Processing 11687 JSON files...
All JSON files processed and saved to list of dictionaries.

STEP 2: Ingest Documents

Let’s now store these NSF awards data in a Whoosh-backed sparse vector store. This is equivalent to supplying store_type="sparse" to LLM. However, we will explicitly create the SparseStore instance to customize the ingestion process for NSF data.

Since award abstracts are not lengthy, we will forgo chunking the document (e.g., using either onprem.ingest.chunk_documents or another chunking tool like chonkie) and instead store each award as a single record in the index.

from onprem.ingest import VectorStoreFactory, helpers, chunk_documents
store = VectorStoreFactory.create(
    kind='whoosh',
    persist_location='/tmp/nsf_store'
)
docs = []
for d in nsf_data:
    doc = helpers.doc_from_dict(d, content_field='abstract')
    docs.append(doc)
store.add_documents(docs)
100%|███████████████████████████████████████████████████████████████████████████████████████████████████| 11687/11687 [00:10<00:00, 1119.63it/s]
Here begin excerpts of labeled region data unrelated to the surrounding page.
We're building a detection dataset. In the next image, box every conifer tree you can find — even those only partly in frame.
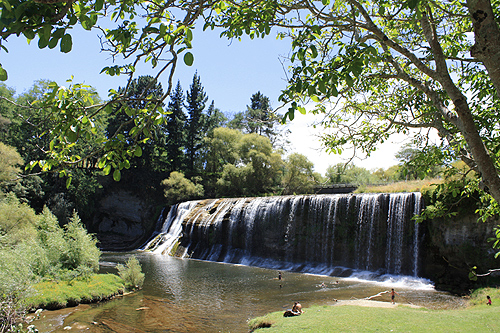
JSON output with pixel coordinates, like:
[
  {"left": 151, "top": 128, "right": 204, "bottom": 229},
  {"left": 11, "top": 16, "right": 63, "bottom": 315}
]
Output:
[
  {"left": 167, "top": 81, "right": 186, "bottom": 172},
  {"left": 186, "top": 73, "right": 208, "bottom": 176}
]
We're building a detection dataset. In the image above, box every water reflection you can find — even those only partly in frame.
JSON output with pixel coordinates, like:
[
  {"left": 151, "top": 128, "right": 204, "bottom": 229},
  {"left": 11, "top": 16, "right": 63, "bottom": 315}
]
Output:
[{"left": 37, "top": 253, "right": 460, "bottom": 332}]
Let’s examine the total number of awards stored.

store.get_size()
11687

STEP 3: Explore NSF Awards

We can explore NSF awards by either using an LLM or querying the vector store directly.

The NSF buckets awards into different catgories. Let’s examine all the material-related categories.

set([d['category'] for d in store.search('category:*material*', limit=100)['hits']])
{'BIOMATERIALS PROGRAM',
 'ELECTRONIC/PHOTONIC MATERIALS',
 'Mechanics of Materials and Str',
 'SOLID STATE & MATERIALS CHEMIS'}

Let’s see how many of the material-related awards mention AI.

One of the advantages of sparse vector stores is the ability to easily use complex boolean queries to target specific documents.

store.search('("machine learning" OR "artificial intelligence") AND category:*material*', limit=100)['total_hits']
15

We wil now use an LLM to summarize how AI is utilized in this research.

Since NSF awards data are publicly-available, we will use OpenAI’s GPT-4o-mini, a cloud LLM.

from onprem import LLM
llm = LLM('openai/gpt-4o-mini')
llm.load_vectorstore(custom_vectorstore=store)
result = llm.ask('How is articial intelligene and machine learning used in these research projects?', 
                 limit=15,
                  where_document='("machine learning" OR "artificial intelligence") AND category:*material*')
Artificial intelligence (AI) and machine learning (ML) are utilized in various research projects described in the provided context in several ways:

1. **Data-Driven Approaches**: Many projects leverage AI techniques to analyze complex datasets and identify patterns that are not easily discernible through traditional methods. For example, in the project on engineered photonic materials, AI is used to develop new materials with tailored properties by consolidating information on material compositions and geometries.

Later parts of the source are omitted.